Company Voluntary Arrangements, Landlords and Business Rates
Why do Landlords Often Agree to CVAs, When Doing so Doesn’t Offer Them a Great Return?
2018 has seen a large number of Company Voluntary Arrangements in the retail and restaurant sector, especially amongst bigger retailers with large numbers of outlets. Toys “R” Us, BHS, Prezzo and Byron Burgers have all entered into a CVA, with House of Fraser set to do so, until changed circumstances forced it into administration. Payments to landlords represent one of the biggest overheads of retailers, and a Company Voluntary Arrangement allows the tenant company to negotiate with their landlords and restructure (reduce) its lease obligations on a broad and significant scale, without the need to negotiate with each individual landlord.
As such, a CVA can allow the company to significantly reduce its rental and other property overheads and facilitate the closure of its unprofitable stores even if an individual landlord does not approve the CVA. More often than not, Company Voluntary Arrangements are agreed to by landlords, even though by accepting reductions in rent payments on remaining outlets and no rental payments on stores that close, the return is not great. This article, by Steve Illes, a partner in our London office, looks at why this is the case.
It’s Better to Have Some Tenants Rather Than no Tenants at All
This is the obvious answer. In the case of House of Fraser, the original CVA proposal was approved (subject to other provisions) for the closure of 31 of the 59 stores and for negotiations to reduce the rent on those that were to remain open, despite opposition from a group of landlords who filed a legal challenge. The premise here is that it is better to have a tenant than no tenant, especially in this market.
A CVA, therefore, represents a compromise. But what else drives landlords to accept such compromises and what are the potential costs if they don’t? It comes down, in part, to business rates.
There is no exemption now on Paying Business Rates on Vacant Properties
Previously when a property was left vacant due to insolvency, the landlord was able to obtain an open-ended exemption from the local authority, subject to some preconditions, from paying business rates. Over time this open-ended exemption was reduced to allow for a 3-month exemption from business rates, after which most vacant properties become fully rateable.
This 3-month exemption has meant that landlords are becoming liable for business rates on vacant properties immediately. This can amount to £500,000+ per annum on prime sites in and around London and the South East, for example. A restaurant chain, such as Prezzo, Pizza Express or Nandos could be paying between £40,000-£50,000, if not potentially more, in business rates, per annum per outlet on a typical South East High Street.
In other words, when the huge cost of paying business rates on vacant properties across the entire estate of a retailer that could otherwise be closed is factored in, the alternative of a CVA where some stores remain open – and therefore the tenant is paying both rent and business rates – is the better one.
A Word About Business Rates – from the Tenant’s Perspective
There are lots of reasons why so many high street retailers are facing difficult times right now, but one of the key issues is business rates. Business rates are payable on all commercial properties, and it is estimated that even a business employing fewer than 10 people in London will be paying £17,000 per annum in business rates. Add this to rent and salaries and businesses have to sell a lot to cover all this before they can start to make money and trade profitably.

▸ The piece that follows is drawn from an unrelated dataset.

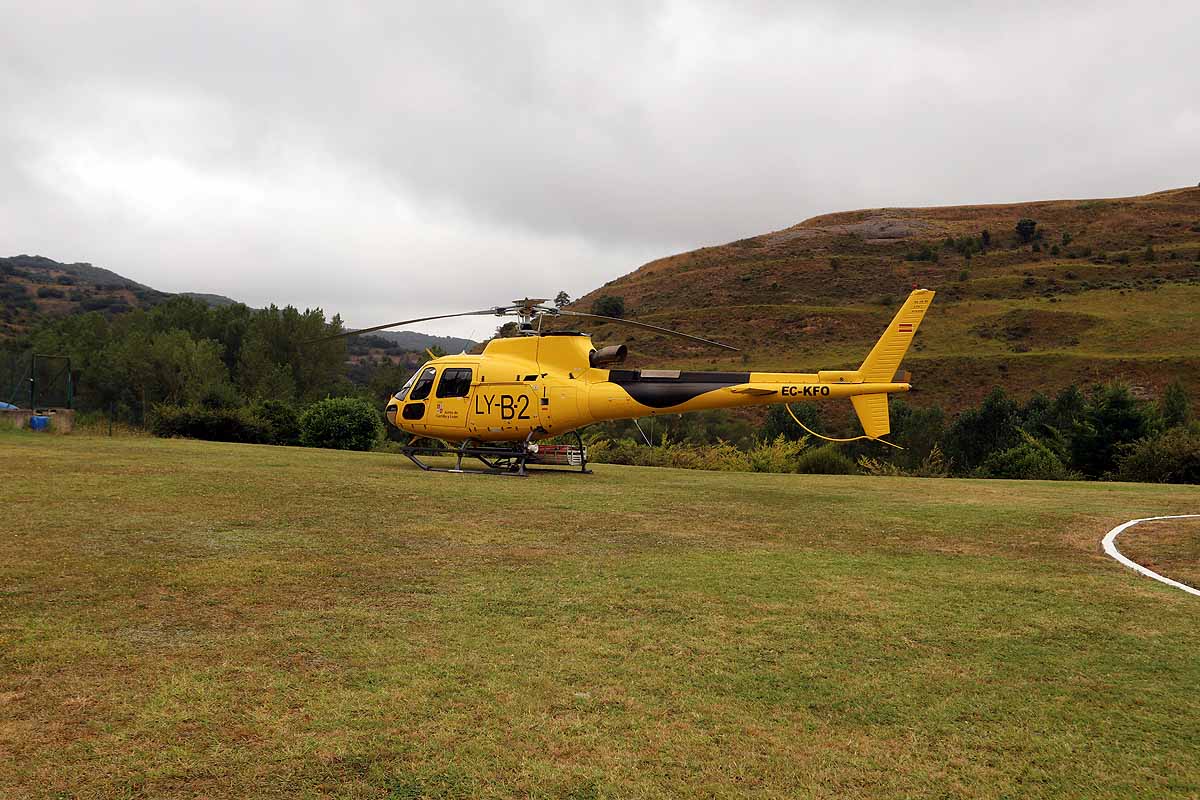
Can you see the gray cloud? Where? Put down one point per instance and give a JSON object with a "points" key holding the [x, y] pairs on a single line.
{"points": [[387, 158]]}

Unlike most of the other taxes a business faces, business rates are not related to profits, number of employees, etc. They are fixed, regardless of how well a business is doing or how much it is selling. More to the point, they only apply to physical premises, meaning the big on line retailers, such as Amazon, with only one or two distribution centres pay a lot less in business rates than a high street business with many high street outlets.

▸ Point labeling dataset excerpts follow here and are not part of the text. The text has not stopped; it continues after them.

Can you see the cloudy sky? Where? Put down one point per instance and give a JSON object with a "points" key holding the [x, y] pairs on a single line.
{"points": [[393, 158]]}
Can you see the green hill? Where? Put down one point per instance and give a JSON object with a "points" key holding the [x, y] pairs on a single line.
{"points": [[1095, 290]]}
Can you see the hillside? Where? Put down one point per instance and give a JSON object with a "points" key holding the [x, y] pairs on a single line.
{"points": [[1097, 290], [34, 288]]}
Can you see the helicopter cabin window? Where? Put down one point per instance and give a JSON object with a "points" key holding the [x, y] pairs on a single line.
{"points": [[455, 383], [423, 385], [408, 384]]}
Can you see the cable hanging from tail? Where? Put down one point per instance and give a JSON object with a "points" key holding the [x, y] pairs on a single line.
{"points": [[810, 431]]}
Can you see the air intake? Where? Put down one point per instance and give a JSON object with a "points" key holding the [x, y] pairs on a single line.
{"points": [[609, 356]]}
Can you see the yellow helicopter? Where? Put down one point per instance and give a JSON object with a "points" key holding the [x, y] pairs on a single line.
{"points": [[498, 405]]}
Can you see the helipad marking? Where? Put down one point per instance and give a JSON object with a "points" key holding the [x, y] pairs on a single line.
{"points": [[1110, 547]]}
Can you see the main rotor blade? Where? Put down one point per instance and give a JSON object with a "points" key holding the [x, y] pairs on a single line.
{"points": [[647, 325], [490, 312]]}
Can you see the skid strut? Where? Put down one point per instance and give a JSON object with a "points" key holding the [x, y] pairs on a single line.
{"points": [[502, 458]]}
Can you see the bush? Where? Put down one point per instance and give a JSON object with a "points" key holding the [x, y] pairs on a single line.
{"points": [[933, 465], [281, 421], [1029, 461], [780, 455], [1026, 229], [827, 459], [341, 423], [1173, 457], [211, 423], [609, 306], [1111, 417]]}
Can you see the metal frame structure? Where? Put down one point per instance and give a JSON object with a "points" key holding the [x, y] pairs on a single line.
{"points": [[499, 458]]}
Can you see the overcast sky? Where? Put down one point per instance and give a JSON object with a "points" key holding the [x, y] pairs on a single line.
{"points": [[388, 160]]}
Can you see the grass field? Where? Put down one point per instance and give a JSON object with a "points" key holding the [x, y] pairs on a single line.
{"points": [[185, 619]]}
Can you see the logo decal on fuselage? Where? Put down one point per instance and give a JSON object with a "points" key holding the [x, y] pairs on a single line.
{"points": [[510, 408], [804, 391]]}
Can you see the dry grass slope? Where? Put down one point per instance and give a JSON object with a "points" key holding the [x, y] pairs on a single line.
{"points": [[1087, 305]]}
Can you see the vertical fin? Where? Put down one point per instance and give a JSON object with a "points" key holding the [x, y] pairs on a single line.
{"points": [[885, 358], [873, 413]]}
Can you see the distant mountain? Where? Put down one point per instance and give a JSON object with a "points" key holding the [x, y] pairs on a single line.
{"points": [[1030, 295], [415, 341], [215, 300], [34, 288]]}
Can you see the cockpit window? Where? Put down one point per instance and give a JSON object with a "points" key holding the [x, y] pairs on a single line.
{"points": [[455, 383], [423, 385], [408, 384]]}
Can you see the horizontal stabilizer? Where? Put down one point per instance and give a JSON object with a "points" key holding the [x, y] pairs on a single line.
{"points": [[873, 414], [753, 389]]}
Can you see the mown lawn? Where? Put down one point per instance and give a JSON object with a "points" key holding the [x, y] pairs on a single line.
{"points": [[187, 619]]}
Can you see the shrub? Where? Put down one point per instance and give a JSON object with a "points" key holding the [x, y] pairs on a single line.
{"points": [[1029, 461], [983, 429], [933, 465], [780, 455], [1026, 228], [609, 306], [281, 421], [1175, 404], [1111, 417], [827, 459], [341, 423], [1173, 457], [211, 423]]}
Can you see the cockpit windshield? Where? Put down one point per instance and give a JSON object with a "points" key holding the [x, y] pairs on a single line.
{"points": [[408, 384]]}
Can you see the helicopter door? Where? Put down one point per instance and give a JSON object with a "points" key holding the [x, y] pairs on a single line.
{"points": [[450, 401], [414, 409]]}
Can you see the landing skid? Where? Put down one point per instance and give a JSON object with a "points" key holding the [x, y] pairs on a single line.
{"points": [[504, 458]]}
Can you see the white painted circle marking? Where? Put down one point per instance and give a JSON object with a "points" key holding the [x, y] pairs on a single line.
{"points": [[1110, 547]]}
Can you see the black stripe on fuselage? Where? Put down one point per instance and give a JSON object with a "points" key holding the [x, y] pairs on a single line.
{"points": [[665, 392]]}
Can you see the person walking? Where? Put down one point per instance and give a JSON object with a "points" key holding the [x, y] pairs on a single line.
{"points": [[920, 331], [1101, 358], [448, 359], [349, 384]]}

Apart from anything else, this puts the high street at a significant disadvantage to the on line only, or mainly on line retailers, and helps explain the pressure that the high street is under. Add this to the fact that business rates largely doubled in London this year and it is easy to see why the Federation of Small Businesses has recently called the system as being “outdated, unfair and not related to the ability to pay.” Seen from the tenant’s perspective, perhaps it is no surprise that landlords are prepared to approve CVA proposals rather than carry the burden of business rates themselves.